Sociedade

Global Africa Investment Summit defende transformação dos recursos em capacidade produtiva

O representante do Global Africa Investment Summit, Akinwumi Adesina, defendeu que Moçambique deve transformar os seus recursos naturais em capacidade produtiva, através da criação de indústrias competitivas, desenvolvimento do capital humano e reforço das instituições.

Akinwumi Adesina falava como orador durante a Conferência Internacional sobre Desenvolvimento Inclusivo e Sustentável de Moçambique.

Segundo o representante do Global Africa Investment Summit o futuro do país não será determinado apenas pelos recursos que possui, mas pela capacidade de os transformar em desenvolvimento económico e social.

O representante referiu que Moçambique reúne condições estratégicas para acelerar o crescimento, destacando a sua localização no oceano Índico, a extensa costa marítima, os recursos energéticos, os minerais críticos, o potencial agrícola e uma população jovem.

Segundo o orador, Moçambique é uma nação de oportunidades extraordinárias, mas “a história ensina-nos que o potencial não se transforma automaticamente em prosperidade.”

Para o representante do Global Africa Investment Summit, a diferença está na capacidade de criar uma visão clara, instituições fortes, investimentos estratégicos e uma execução eficaz das políticas públicas.

A fonte apontou cinco pilares fundamentais para a transformação sustentável do país, começando pela construção de indústrias competitivas. Defendeu que Moçambique deve ultrapassar a dependência da exportação de matérias-primas e apostar no processamento local dos seus recursos, criando emprego, competências e maior participação nas cadeias de valor globais.

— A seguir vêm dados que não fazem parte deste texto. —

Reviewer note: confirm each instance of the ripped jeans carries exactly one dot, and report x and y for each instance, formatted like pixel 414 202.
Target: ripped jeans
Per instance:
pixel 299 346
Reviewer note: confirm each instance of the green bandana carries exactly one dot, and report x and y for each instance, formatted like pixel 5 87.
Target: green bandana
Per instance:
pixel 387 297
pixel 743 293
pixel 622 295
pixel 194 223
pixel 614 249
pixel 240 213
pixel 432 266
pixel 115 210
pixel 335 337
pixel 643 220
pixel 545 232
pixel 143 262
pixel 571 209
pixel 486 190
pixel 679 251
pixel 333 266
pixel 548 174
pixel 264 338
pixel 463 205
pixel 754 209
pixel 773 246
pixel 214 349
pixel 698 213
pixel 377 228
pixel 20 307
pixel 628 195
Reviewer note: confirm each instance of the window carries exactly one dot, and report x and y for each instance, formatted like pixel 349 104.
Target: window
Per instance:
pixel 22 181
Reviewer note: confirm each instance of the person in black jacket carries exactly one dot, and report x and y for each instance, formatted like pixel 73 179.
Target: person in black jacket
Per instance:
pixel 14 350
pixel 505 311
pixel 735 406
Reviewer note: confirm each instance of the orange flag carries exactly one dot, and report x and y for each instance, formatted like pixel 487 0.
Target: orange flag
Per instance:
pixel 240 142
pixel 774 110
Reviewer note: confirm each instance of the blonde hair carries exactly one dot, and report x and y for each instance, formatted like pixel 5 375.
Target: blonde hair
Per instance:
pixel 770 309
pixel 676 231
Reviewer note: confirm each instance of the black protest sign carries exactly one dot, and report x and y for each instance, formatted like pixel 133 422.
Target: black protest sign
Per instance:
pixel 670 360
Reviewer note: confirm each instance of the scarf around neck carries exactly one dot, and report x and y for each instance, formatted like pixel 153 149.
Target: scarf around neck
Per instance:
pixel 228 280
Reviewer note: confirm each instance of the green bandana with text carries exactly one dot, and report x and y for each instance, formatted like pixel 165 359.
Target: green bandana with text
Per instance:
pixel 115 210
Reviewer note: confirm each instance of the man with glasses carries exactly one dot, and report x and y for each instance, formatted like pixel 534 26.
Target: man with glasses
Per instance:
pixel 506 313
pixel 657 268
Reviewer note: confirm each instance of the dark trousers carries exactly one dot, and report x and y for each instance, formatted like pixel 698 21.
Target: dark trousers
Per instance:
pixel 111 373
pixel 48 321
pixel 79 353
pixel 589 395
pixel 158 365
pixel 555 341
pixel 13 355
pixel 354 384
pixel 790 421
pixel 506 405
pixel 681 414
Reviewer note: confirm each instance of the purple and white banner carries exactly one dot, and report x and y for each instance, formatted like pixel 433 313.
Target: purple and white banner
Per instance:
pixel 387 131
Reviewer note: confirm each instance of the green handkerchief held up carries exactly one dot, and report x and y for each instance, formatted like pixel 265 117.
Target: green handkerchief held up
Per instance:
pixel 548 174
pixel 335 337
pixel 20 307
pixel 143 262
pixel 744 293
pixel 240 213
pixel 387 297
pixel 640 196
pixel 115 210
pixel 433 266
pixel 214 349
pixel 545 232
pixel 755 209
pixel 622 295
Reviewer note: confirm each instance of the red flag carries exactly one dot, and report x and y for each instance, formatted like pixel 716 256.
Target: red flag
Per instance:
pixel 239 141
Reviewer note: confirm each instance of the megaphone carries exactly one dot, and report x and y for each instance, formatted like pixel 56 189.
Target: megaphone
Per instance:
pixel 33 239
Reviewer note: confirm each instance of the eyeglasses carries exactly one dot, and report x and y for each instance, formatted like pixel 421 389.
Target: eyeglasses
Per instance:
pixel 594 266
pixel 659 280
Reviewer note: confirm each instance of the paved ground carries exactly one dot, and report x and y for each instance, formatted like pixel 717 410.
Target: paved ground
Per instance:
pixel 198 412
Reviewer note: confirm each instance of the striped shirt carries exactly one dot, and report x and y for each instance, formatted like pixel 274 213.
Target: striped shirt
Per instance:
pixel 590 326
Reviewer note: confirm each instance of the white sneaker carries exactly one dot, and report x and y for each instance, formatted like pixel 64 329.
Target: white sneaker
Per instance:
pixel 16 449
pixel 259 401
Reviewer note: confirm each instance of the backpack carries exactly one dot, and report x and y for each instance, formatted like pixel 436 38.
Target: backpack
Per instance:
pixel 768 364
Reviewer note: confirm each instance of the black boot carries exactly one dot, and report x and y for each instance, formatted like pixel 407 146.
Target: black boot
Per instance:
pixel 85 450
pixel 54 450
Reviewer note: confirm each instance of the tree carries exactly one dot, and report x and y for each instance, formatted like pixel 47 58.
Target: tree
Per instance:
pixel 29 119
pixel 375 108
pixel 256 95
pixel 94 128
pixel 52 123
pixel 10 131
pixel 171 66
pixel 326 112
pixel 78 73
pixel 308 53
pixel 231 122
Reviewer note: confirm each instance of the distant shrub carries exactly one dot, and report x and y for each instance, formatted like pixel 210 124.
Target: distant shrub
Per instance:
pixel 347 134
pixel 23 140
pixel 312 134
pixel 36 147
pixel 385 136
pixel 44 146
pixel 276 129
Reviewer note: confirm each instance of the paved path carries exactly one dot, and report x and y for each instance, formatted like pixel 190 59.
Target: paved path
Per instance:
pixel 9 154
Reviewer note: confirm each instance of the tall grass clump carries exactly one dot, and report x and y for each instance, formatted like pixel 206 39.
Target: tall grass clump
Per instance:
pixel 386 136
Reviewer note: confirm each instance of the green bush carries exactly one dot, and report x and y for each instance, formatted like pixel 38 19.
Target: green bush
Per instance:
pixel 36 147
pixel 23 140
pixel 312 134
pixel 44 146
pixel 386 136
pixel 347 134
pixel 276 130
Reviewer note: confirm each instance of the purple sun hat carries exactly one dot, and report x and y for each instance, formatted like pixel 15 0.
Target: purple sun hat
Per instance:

Sobre o sector energético, destacou as oportunidades associadas ao gás natural da Bacia do Rovuma, sublinhando que o verdadeiro valor destes recursos está na capacidade de impulsionar outros sectores da economia, como a indústria, agricultura, transformação mineral e tecnologia.

“A ambição de Moçambique deve ir além da exportação de recursos. Deve ser construir indústrias, desenvolver capacidades locais e criar empregos qualificados”, disse.

No sector agrícola, Adesina considerou que o país possui um enorme potencial, mas alertou que os recursos naturais, por si só, não garantem prosperidade. Defendeu investimentos em irrigação, tecnologia, investigação, armazenamento, financiamento e ligação aos mercados para transformar a agricultura familiar numa actividade económica competitiva.

O desenvolvimento do capital humano foi apresentado como outro pilar essencial. Para o representante do Global Africa Investment Summit, a principal riqueza de Moçambique está também no conhecimento, criatividade e capacidade da sua população.

Defendeu investimentos contínuos na educação, formação técnico-profissional, competências digitais, investigação e empreendedorismo, considerando estes factores determinantes para preparar os moçambicanos para a economia do futuro.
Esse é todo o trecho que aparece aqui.